Methods: Thirty para-fencers performed repeated offensive actions toward a fixed target under controlled laboratory conditions. Upper-limb kinematics and trunk stability were quantified using IMUs, while sEMG was used to assess muscle activation timing, burst characteristics, and agonist–antagonist co-contraction. Passive muscle mechanical properties were evaluated using myotonometry, and isometric strength was measured with a calibrated force device. IMU-derived kinematic features were standardized and analyzed using cluster analysis to identify distinct performance strategies. Between-cluster comparisons were conducted for performance outcomes, neuromuscular variables, muscle mechanical properties, and strength measures.
Results: Three distinct performance strategies were identified. One strategy was characterized by high peak angular velocity, increased trunk oscillation, and greater movement variability, reflecting a fast but variable execution pattern. A second strategy demonstrated smoother movement execution, reduced trunk sway, lower co-contraction levels, and superior accuracy, representing a stable–accurate profile. The third strategy exhibited intermediate characteristics, indicating a balance between execution speed and control. Neuromuscular coordination patterns, passive muscle mechanical properties, and isometric strength measures further differentiated the identified strategies.
Conclusions: Para-fencing performance is organized through distinct movement strategies that reflect differences in kinematic control, neuromuscular coordination, and mechanical constraints rather than speed alone. In the context of this study, movement strategies refer to distinct patterns of movement organization that emerge from the interaction between kinematic execution, neuromuscular coordination, and underlying mechanical properties. These strategies reflect how athletes adapt their motor behavior to task-specific and environmental constraints in order to achieve performance goals. Profiling-based biomechanical approaches provide valuable insight into performance organization and support individualized assessment and training strategies in adaptive sports.
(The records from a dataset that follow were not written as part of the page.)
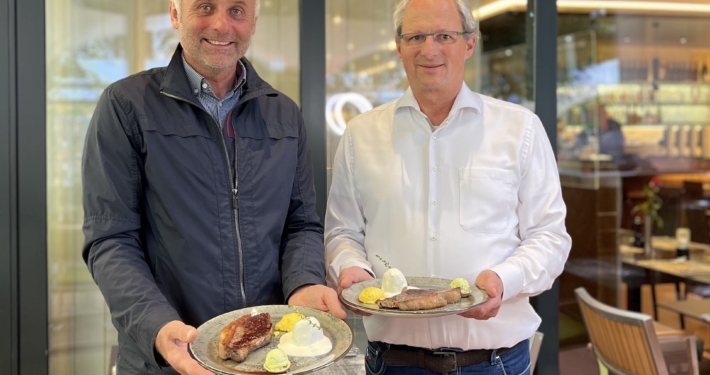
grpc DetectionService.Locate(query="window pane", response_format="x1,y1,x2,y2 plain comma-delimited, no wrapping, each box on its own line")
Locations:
557,0,710,352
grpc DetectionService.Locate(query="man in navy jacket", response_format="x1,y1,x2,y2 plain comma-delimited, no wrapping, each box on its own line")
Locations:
82,0,346,375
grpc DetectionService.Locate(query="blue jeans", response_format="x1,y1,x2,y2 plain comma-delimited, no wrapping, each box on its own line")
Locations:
365,342,530,375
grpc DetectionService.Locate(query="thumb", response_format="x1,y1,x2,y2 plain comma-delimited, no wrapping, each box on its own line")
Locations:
178,325,197,343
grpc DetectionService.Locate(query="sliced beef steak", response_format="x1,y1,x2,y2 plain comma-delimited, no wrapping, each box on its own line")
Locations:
377,288,461,311
219,313,272,362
Keywords: inertial measurement units, kinematic profiling, movement strategies, neuromuscular coordination, para-fencing, surface electromyography, trunk stability
This study demonstrated that para-fencing performance during a standardized offensive task is organized around distinct movement strategies rather than a single uniform execution pattern. By integrating IMU-derived kinematic profiling with neuromuscular coordination, passive muscle mechanical properties, and isometric strength measures, three clearly differentiated performance strategies were identified. These strategies reflected meaningful differences in movement smoothness, trunk stability, coordination efficiency, and mechanical constraints, extending beyond simple variations in execution speed.
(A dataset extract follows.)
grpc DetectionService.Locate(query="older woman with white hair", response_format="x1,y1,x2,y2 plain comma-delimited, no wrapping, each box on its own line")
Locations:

Athletes exhibiting a stable–accurate strategy achieved superior task accuracy through smoother kinematic execution, reduced trunk sway, earlier muscle activation, and lower agonist–antagonist co-contraction. In contrast, faster strategies were associated with greater movement variability, increased trunk oscillation, and elevated co-contraction, suggesting compensatory control mechanisms under higher mechanical demands. Differences in passive muscle stiffness and strength further contributed to strategy differentiation, highlighting the interaction between neuromuscular control and underlying mechanical properties in shaping movement organization.